Kesaksian yang sama juga diutarakan seniman Lekra lainnya, Joko Pekik, yang sampai sekarang masih tinggal di Yogjakarta. Menurutnya, massa aksi dari PKI tidak pernah melakukan pengrusakan dan lainnya sebagaimana yang disampaikan beberapa media.

“Saksi mata banyak saat itu. Barisan massa dari PKI tidak pernah merusak. Justru, setelah Suharto berhasil menguasai kekuasaan tertinggi Republik Indonesia, massa aksi banyak yang merusak, membakar, melakukan kekerasan, bahkan membunuh. Tindakan itu terjadi hingga saat ini,” katanya.

“Kami juga tidak pernah membawa senjata tajam. Yang membawa senjata tajam itu terjadi saat ini. Lihat saja, FPI kerap membawa pedang saat melakukan aksi-aksinya, termasuk siap memedangi mantan tahanan politik ini,” tambahnya.

Menurut Gumelar dan Joko Pekik, pendapat yang dikeluarkan Ichlasul Amal tidak berdasarkan pengetahuan yang cukup. Sejarah telah mencatat perkataannya yang menurunkan derajat intelektualnya. Apalagi Ichlasul pernah menjadi Rektor Universitas Gajah Mada. Sebagai seorang intelektual, seharusnya Ichlasul berbicara secara hati-hati dan berdasarkan acuan ilmiah.

Hal senada ditegaskan oleh Baskara T. Wardaya, Direktur Pusat Sejarah dan Etika Politik Universitas Sanata Dharma Yogyakarta. Baskara saat dihubungi mengatakan seharusnya Ichlastul Amal tidak latah, tanpa tahu acuan sejarah yang dapat dipertanggungjawabkan.

“Jangan menuduh sesuatu tanpa mengetahui duduk perkaranya. Terlebih jika memang pendapatnya diartikan untuk mengalihkan perhatian dari isu dasar yang diusung oleh rakyat Yogjakarta. Labelisasi “PKI” terhadap kelompok yang tidak sejalan dengan pemerintah merupakan cara yang biasa digunakan Orde Baru. Semoga, tidak ada maksud Ichlasul melakukan itu,” ujarnya.
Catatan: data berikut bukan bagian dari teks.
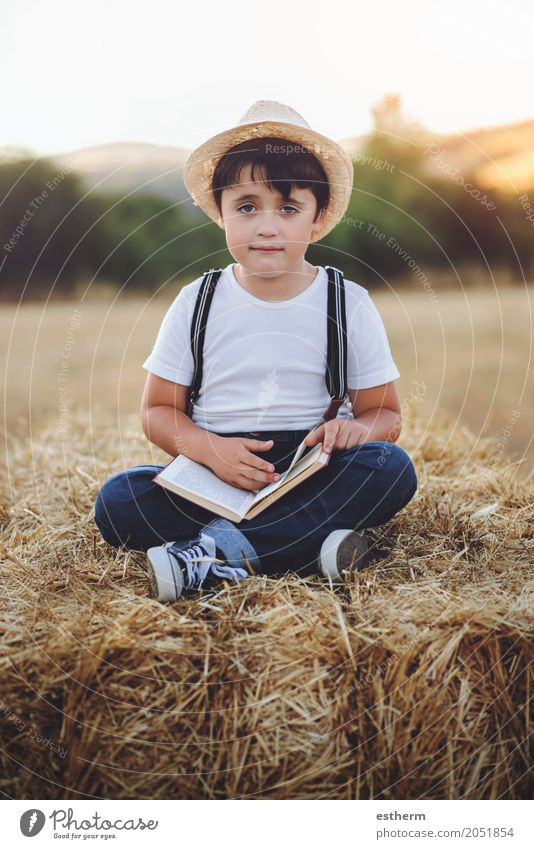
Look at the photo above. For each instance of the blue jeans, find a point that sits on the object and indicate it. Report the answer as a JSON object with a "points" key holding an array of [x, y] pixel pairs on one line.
{"points": [[362, 487]]}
Selain itu, Baskara menilai banyak wartawan tidak paham sejarah. Pemberitaan mereka tidak sesuai dengan acuan sejarah terkini. Mereka sebaiknya membekali diri dengan acuan sejarah 1965 yang berbeda dari fiksi sejarah Orde Baru. Media seharusnya lebih hati-hati di dalam pemberitaannya.
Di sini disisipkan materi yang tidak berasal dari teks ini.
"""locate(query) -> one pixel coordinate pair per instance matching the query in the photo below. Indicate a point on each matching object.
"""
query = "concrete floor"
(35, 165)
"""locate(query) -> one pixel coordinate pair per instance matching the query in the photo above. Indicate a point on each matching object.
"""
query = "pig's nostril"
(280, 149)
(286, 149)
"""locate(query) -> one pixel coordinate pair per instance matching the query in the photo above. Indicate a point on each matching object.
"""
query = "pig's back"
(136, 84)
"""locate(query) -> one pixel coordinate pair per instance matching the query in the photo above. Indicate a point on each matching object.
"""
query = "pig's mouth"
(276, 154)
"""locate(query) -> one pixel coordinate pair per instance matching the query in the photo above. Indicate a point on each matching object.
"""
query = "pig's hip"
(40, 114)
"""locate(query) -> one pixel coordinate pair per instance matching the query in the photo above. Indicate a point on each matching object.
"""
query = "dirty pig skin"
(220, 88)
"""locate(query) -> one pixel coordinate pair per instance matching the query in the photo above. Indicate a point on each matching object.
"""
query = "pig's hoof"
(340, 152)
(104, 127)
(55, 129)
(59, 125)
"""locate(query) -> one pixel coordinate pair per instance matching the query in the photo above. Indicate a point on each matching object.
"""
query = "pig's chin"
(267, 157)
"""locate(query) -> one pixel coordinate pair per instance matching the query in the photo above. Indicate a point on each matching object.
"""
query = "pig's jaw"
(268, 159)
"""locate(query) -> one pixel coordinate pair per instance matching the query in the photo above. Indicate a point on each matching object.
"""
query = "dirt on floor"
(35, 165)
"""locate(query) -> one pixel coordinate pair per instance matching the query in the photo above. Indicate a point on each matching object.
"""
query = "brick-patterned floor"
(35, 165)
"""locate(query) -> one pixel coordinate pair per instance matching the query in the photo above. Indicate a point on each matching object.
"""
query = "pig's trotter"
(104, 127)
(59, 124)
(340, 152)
Sejalan dengan Baskara, Joko Pekik berpendapat wacana yang dikeluarkan oleh Ichlasul Amal dianggap upaya sengaja untuk menghentikan dukungan rakyat Yogjakarta yang meluas dengan cara mencap "PKI".
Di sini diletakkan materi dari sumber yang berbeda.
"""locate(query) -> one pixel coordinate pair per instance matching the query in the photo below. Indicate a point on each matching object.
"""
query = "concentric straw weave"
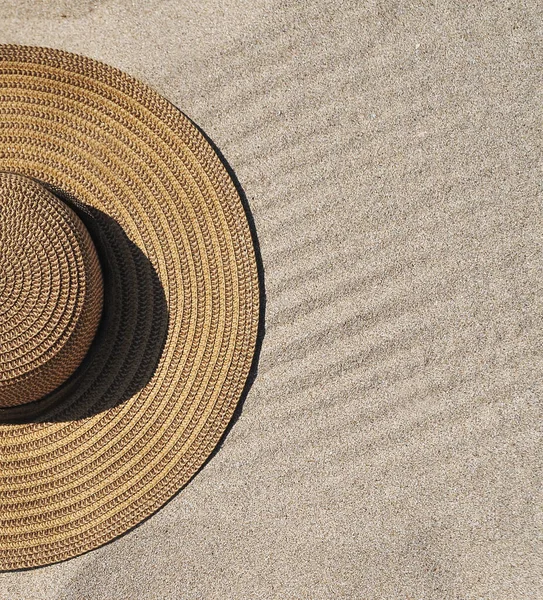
(174, 346)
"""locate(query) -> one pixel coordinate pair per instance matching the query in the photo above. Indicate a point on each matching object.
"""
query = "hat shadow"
(130, 338)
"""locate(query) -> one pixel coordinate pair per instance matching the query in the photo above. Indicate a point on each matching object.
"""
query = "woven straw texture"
(180, 312)
(50, 291)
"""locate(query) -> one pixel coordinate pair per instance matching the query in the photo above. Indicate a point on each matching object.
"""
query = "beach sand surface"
(390, 152)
“Semua perkara yang dibuang ke tempat sampah “PKI”, selesai sudah. Semua yang dianggap jelek penguasa bisa dengan mudah dialamatkan ke PKI,” katanya.

Baskara mengingatkan, labelisasi “PKI” yang mencuat kembali bukan hanya merugikan masyarakat Yogjakarta, korban 1965, tetapi masyarakat luas yang bisa saja terancam dilabelisasi jika berlawan. (bfs)

Komentar :

ada 1
Anonim mengatakan...
pada hari 

kpd: Ichlasul Amal yang dungu.

PENGHIANAT !!!!

Posting Komentar

Silakan pembaca memberikan komentar apa pun. Namun, kami akan memilah mana komentar-komentar yang akan dipublikasi.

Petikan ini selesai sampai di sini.